Monday, October 18, 2010


CUCUMBERS WANT TO BE YELLOW

You could have knocked me over with a vegetable of just about any kind, excepting maybe a sprout. While at last clearing out the garden for some fall planting and reaping the last of my summer rewards, like hidden tomatoes, secret chard sprigs, fallen peppers, unclaimed potatoes etc., in a fold of the winter netting that during summer is suspended from the east side of the fence (where this year there was a small funnel-shaped paper wasp nest that was attacked by an osuzumebachi that took one larva, that I saw; maybe the whole nest was later wiped out by osuzumebachi since, not long after, it was suddenly abandoned) - this sentence is beginning to take on the multidirectional quality of autumnal garden clearing -

Oh yes... after pulling down the withered cucumber vines I could now see, down in the fold of that net, a long, thick yellow fruit of kind I'd never seen before. I couldn't imagine how it had gotten there, whatever it was. It wasn't a yellow squash, since none of the squashes I planted were climbers; it was too hefty and anyway a monkey would have to have dropped it, and monkeys do not drop priceless whole food items they've gotten a good thieving grip on.

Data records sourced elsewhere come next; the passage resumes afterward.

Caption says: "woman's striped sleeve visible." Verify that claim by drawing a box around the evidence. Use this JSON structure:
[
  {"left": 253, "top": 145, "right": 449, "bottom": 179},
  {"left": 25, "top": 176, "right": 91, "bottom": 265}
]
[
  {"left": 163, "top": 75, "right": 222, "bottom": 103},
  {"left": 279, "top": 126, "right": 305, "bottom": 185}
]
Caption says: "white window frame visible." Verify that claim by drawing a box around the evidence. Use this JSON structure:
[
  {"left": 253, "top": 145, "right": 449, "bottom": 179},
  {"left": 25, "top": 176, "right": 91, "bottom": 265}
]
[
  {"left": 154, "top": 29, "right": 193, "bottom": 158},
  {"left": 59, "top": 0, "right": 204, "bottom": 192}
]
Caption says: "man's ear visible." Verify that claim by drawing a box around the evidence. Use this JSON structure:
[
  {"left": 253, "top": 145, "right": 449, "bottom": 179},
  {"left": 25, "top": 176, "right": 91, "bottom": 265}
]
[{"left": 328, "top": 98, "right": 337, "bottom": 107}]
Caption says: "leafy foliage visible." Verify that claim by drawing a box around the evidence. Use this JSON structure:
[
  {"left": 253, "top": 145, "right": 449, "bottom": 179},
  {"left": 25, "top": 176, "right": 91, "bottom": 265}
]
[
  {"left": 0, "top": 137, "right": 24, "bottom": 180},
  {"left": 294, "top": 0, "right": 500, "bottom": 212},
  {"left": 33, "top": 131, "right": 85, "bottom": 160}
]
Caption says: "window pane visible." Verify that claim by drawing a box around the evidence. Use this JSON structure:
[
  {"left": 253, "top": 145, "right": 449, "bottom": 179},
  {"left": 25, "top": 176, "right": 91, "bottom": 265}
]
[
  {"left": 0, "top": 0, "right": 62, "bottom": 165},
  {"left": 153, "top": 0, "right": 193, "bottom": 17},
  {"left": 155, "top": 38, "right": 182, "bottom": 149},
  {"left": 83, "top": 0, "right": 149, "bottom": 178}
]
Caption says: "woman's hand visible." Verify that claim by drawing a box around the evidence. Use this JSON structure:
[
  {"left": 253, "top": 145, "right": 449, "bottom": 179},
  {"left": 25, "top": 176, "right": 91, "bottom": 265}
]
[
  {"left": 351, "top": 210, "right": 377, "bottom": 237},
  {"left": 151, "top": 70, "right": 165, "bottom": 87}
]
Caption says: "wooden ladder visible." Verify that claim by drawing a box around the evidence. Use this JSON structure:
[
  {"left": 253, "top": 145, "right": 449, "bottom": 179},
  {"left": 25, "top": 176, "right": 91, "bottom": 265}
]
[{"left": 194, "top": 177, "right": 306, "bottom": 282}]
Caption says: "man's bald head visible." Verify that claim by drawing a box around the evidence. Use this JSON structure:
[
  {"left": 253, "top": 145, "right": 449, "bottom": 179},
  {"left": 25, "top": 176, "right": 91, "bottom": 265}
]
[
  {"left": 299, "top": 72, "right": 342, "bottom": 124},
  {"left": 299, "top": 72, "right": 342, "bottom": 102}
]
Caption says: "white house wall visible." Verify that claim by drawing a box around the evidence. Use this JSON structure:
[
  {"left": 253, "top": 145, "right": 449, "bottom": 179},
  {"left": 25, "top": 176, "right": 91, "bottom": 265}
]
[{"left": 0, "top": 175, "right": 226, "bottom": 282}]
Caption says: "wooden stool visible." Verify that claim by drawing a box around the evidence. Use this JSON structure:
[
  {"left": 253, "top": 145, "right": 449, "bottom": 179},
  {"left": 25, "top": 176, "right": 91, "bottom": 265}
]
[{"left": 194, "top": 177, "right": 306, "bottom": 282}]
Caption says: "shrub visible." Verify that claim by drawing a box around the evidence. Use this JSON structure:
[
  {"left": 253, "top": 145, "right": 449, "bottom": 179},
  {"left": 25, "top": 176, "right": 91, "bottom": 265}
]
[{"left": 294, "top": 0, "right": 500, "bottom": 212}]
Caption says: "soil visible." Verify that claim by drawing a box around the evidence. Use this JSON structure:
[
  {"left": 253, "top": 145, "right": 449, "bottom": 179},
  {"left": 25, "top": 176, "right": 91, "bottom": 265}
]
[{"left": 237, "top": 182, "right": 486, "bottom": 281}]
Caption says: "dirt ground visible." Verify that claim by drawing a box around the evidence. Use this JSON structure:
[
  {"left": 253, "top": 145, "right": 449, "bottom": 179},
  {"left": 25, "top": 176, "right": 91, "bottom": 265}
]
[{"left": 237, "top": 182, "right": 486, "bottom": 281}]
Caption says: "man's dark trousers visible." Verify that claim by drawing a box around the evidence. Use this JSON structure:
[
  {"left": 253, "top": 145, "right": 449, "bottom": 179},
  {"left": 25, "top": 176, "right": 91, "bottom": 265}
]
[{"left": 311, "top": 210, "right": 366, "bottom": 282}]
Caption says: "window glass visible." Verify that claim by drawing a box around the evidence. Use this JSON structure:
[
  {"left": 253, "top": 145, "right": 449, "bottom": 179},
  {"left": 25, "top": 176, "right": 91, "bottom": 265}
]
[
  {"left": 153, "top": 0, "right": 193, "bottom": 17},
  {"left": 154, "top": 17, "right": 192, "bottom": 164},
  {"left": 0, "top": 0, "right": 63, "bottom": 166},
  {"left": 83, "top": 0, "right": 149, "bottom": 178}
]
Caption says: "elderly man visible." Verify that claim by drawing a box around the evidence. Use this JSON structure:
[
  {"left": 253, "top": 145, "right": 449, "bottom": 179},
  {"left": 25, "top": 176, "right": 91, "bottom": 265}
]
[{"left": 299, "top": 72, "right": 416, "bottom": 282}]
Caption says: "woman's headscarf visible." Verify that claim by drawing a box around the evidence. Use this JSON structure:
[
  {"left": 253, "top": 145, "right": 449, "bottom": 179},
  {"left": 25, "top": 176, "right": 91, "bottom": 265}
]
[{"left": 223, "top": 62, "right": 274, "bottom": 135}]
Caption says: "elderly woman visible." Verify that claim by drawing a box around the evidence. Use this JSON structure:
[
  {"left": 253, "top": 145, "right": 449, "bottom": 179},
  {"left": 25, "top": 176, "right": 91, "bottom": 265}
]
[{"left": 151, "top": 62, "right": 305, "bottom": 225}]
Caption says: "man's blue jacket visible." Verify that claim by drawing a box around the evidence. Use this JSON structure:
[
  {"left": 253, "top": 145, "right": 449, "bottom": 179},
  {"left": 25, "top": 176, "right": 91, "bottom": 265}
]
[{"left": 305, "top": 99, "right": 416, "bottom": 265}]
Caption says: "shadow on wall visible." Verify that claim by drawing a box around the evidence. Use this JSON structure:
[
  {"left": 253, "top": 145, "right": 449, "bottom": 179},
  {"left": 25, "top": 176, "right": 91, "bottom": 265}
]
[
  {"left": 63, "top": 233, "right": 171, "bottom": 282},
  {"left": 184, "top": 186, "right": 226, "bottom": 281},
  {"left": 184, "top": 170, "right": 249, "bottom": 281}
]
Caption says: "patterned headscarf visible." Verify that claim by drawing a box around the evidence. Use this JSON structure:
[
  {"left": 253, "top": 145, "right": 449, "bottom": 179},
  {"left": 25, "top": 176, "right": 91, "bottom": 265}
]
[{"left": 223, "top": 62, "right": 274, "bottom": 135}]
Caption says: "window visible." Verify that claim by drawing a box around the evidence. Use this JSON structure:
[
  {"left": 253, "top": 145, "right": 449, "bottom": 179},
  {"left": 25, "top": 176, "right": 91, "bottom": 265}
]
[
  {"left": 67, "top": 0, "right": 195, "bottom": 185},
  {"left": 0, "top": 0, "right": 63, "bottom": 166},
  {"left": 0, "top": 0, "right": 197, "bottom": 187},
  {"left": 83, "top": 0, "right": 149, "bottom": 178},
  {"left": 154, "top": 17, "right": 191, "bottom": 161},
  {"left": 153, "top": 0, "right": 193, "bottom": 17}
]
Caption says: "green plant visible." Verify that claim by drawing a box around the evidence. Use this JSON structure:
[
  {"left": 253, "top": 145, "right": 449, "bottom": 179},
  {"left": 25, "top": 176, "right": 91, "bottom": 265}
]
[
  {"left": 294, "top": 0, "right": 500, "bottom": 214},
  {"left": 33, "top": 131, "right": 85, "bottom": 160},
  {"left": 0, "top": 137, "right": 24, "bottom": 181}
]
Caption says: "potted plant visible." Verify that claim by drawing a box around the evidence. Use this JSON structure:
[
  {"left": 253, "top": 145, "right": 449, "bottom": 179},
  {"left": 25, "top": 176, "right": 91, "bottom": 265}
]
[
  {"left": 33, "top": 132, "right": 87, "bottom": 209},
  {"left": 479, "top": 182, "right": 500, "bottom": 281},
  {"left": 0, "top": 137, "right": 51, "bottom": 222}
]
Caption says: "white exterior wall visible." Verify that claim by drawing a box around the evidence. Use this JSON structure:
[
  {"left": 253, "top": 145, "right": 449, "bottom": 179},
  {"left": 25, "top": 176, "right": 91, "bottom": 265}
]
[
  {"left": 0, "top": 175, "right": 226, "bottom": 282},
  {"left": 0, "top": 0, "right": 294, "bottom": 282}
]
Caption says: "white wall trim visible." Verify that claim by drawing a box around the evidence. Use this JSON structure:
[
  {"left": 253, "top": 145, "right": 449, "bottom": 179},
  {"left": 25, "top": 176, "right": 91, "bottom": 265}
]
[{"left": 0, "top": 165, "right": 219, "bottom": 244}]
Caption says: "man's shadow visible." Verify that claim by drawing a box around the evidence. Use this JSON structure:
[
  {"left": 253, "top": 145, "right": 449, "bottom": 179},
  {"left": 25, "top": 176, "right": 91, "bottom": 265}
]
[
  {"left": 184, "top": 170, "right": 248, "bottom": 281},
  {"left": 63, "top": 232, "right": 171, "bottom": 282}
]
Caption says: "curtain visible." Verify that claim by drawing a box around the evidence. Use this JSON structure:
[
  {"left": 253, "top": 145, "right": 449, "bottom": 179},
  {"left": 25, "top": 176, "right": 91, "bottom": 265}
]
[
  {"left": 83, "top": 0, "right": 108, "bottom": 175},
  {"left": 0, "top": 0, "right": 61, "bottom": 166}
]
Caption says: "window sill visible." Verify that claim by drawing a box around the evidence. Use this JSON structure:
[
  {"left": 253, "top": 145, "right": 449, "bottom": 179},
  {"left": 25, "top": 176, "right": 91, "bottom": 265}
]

It couldn't be a goya either, since those climbing vines came up later this summer from last year's fallen fruit, and the new fruits are not yet developed (if they ever do; it's an experiment). So I reached down in the netfolds and got the fruit out; it most closely resembled the yellow straightnecks that were growing in situ on the other side of the garden. I broke it open, found that it was a fully developed cucumber, and realized for the first time the fact of the title.

Always a staggering experience, learning the inyerface things we never had a clue we didn't know.